Мир вокруг кажется призрачным, размытым, он почти перестал существовать. Появляется на миг, когда «дворники» смахивают со стекла воду, и сразу исчезает в дожде. Но несколько секунд я вижу высокий каменный забор, за ним – утопающий в зелени дом под красной крышей. Светлая штукатурка стен потемнела от сырости, на ней проступили пятна и трещинки, отчего дом кажется мрачным и старым. Дождь хлещет по черепице, вода стекает в жестяной желобок, бежит по нему и на углу водопадом падает вниз, на дорожки. Я хочу увидеть маленький балкончик на втором этаже, но взгляд упорно избегает его и утыкается в льющуюся с крыши воду.
Никогда не любил дождь.
Теперь дождь отыгрывается, подтрунивает надо мной:
Кап-кап,
кап-кап,
бол-ван,
бол-ван.
Сам не знаю, какого черта меня занесло на эту улочку маленького приморского поселка. Я не появлялся здесь несколько лет и уверился, что никогда не появлюсь. Все, что когда-то связывало меня с этим местом, с прячущимся в дожде балкончиком, осталось в прошлом. Я вообще с трудом узнал этот дом. Он изменился с последней нашей встречи: обзавелся модной черепицей, новым забором. Да и дом, наверное, не узнает меня – я тоже стал другим. Да и нужно ли нам встречаться? Вот он снова возникает передо мной: темные окна плотно задернуты шторами, дымок над трубой не вьется.
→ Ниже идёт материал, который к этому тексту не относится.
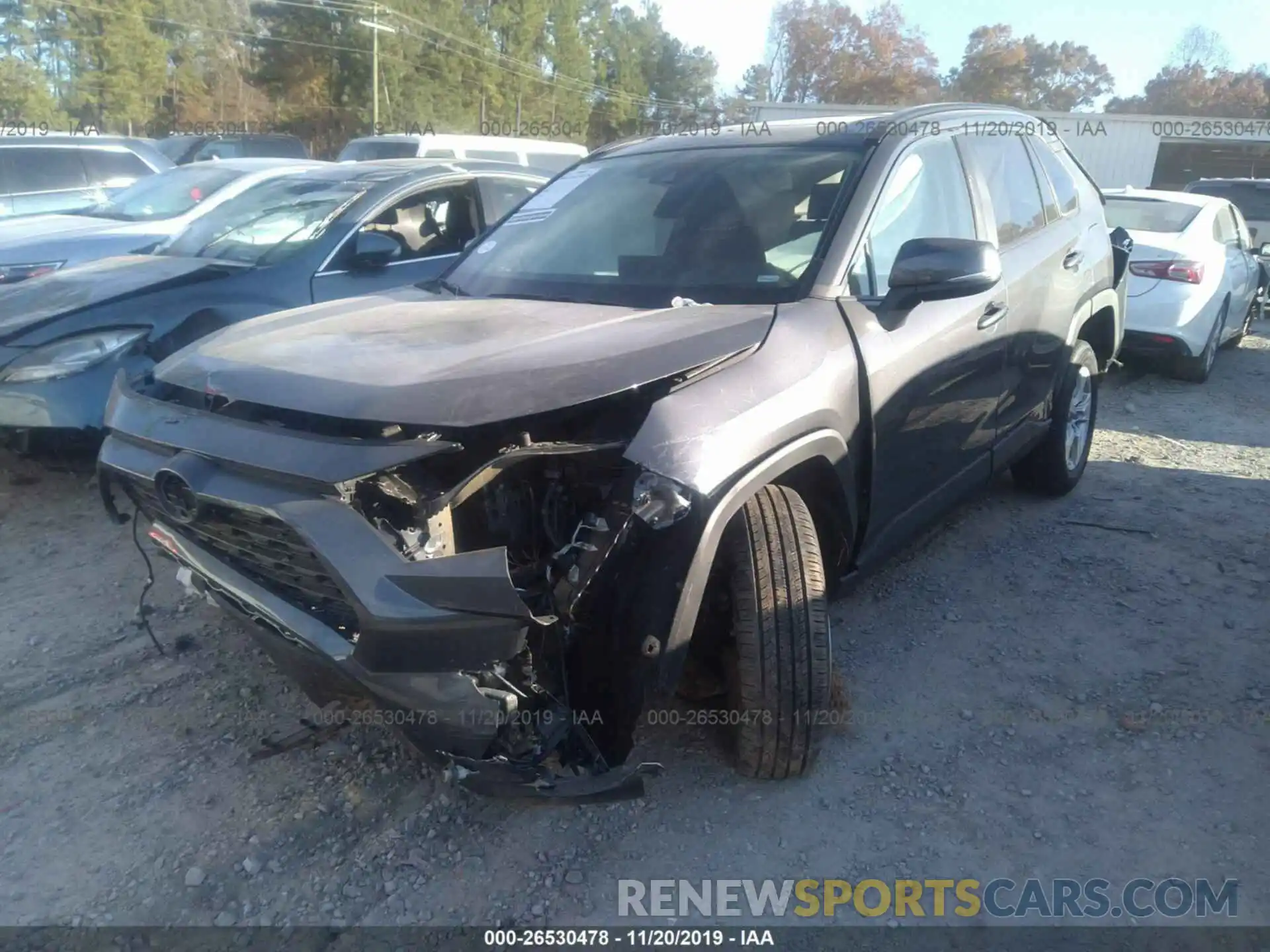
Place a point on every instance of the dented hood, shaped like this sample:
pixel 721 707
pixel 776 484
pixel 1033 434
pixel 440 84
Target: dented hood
pixel 408 357
pixel 36 301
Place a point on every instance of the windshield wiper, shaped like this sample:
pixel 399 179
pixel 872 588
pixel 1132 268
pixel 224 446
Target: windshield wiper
pixel 444 285
pixel 562 299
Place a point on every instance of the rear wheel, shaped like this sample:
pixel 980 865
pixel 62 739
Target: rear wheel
pixel 1255 311
pixel 780 658
pixel 1058 461
pixel 1198 368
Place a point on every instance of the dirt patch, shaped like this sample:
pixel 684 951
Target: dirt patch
pixel 1038 688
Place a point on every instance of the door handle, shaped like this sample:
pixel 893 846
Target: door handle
pixel 994 314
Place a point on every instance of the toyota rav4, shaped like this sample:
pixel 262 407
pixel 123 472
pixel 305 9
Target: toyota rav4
pixel 632 437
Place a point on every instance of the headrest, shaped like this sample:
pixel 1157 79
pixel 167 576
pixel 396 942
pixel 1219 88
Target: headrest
pixel 821 201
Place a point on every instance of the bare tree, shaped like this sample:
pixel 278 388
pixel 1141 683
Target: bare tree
pixel 1201 46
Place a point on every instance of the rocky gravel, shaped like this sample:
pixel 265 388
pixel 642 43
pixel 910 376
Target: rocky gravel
pixel 1038 688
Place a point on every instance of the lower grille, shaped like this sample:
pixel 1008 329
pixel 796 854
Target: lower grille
pixel 266 550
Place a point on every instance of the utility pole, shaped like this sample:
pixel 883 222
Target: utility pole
pixel 374 23
pixel 375 67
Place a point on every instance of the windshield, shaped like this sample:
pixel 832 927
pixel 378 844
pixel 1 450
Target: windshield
pixel 1150 215
pixel 175 146
pixel 269 222
pixel 371 149
pixel 1253 198
pixel 164 196
pixel 728 225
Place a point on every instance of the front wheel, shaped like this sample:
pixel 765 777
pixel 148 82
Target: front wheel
pixel 780 656
pixel 1057 463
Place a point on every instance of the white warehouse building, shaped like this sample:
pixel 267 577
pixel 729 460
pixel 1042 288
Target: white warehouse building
pixel 1119 150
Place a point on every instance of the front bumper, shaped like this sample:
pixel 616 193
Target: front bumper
pixel 74 403
pixel 329 598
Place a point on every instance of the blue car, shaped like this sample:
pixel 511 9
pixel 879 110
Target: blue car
pixel 58 173
pixel 316 235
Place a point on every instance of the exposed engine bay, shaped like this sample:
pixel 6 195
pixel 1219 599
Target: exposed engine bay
pixel 574 518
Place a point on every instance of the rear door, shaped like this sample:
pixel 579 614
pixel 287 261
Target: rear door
pixel 431 225
pixel 50 179
pixel 935 372
pixel 1238 280
pixel 1040 260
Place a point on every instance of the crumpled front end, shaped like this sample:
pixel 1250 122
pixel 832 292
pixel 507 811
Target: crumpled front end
pixel 487 589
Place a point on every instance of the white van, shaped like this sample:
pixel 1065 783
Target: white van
pixel 536 153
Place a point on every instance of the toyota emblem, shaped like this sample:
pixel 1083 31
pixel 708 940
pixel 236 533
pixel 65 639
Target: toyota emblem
pixel 175 496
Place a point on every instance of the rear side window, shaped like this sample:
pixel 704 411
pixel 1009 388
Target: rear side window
pixel 34 169
pixel 280 147
pixel 494 157
pixel 552 161
pixel 502 196
pixel 1224 229
pixel 175 147
pixel 368 150
pixel 105 165
pixel 1148 215
pixel 1060 178
pixel 1013 186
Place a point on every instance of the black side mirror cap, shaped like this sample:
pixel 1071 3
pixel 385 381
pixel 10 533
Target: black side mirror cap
pixel 937 270
pixel 374 249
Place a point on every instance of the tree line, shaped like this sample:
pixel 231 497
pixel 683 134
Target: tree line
pixel 588 70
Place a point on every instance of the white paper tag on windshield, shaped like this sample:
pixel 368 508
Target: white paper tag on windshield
pixel 558 190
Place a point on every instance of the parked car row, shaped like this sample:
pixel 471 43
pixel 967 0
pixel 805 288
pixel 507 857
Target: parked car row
pixel 269 235
pixel 70 173
pixel 509 483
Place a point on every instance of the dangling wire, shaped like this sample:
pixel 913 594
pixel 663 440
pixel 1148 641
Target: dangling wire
pixel 150 582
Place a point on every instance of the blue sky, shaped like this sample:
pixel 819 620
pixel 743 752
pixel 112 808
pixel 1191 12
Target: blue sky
pixel 1132 37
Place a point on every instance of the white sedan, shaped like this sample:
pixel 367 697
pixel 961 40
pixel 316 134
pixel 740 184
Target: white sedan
pixel 1193 276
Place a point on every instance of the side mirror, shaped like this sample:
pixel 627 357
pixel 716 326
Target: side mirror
pixel 372 251
pixel 934 270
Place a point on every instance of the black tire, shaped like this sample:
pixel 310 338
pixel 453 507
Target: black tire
pixel 1197 370
pixel 780 658
pixel 1048 469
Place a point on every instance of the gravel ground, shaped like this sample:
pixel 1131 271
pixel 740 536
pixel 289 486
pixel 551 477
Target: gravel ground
pixel 1032 697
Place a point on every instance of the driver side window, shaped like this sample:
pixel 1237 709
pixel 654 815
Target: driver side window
pixel 926 196
pixel 429 223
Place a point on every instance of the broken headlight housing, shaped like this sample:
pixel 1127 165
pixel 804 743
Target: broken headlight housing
pixel 659 500
pixel 70 356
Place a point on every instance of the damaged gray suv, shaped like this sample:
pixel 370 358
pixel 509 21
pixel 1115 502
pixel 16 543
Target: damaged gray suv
pixel 635 433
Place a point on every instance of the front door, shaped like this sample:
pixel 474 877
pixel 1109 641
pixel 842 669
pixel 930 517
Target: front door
pixel 431 226
pixel 1043 251
pixel 934 372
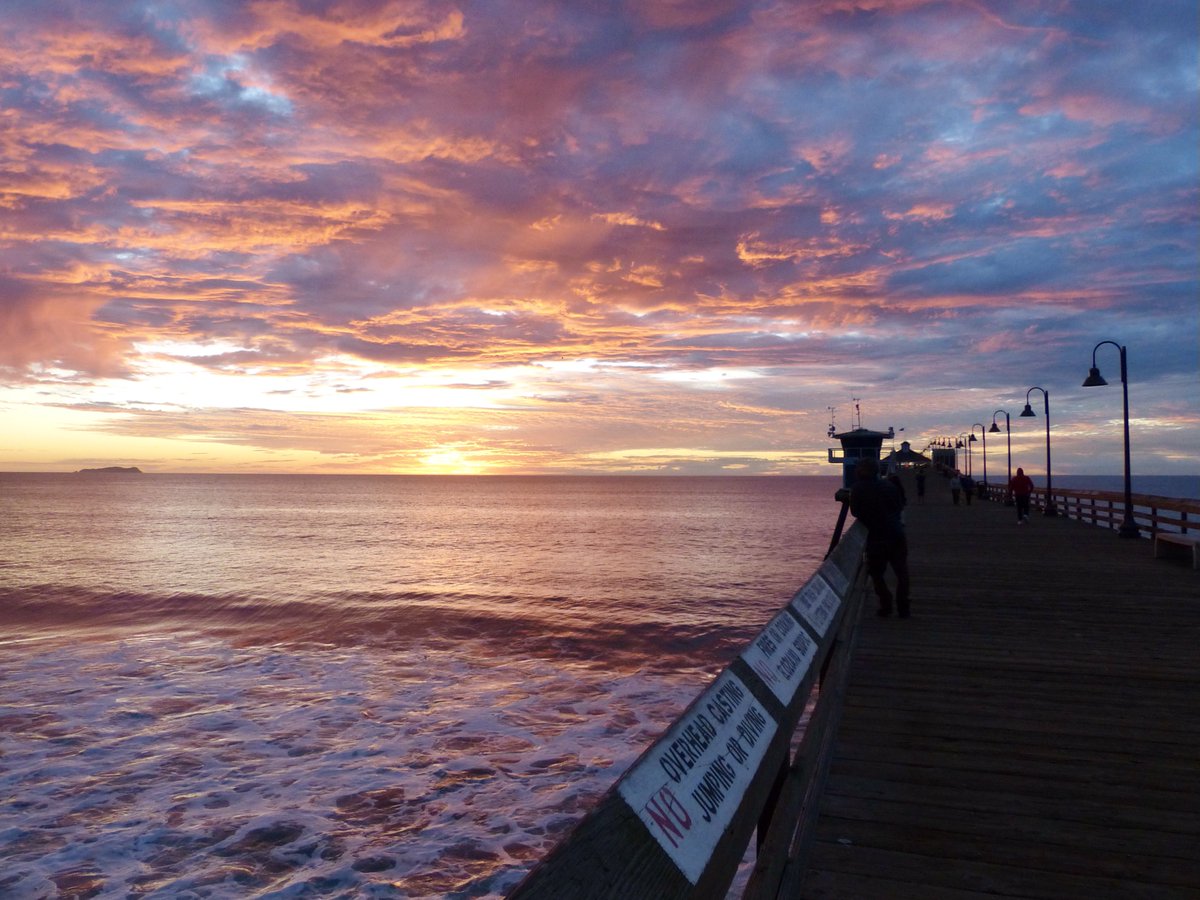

Интересно, чтобы ты сказала, увидев меня здесь?
Я вдруг отчетливо представляю тебя: загорелую, смеющуюся, в коротком белом сарафанчике с цветочной вышивкой по подолу. Мокрые волосы облепили щеки и плечи, босые ноги в грязи. Мне нравится помнить тебя такой…
***
В тот день тоже был дождь. Ну как дождь… Обычный августовский ливень. Вода стояла стеной, небо взрывалось молниями.
Мы были в гостиной. Ты зачарованно прильнула к окну, высунув в форточку руку, и улыбалась.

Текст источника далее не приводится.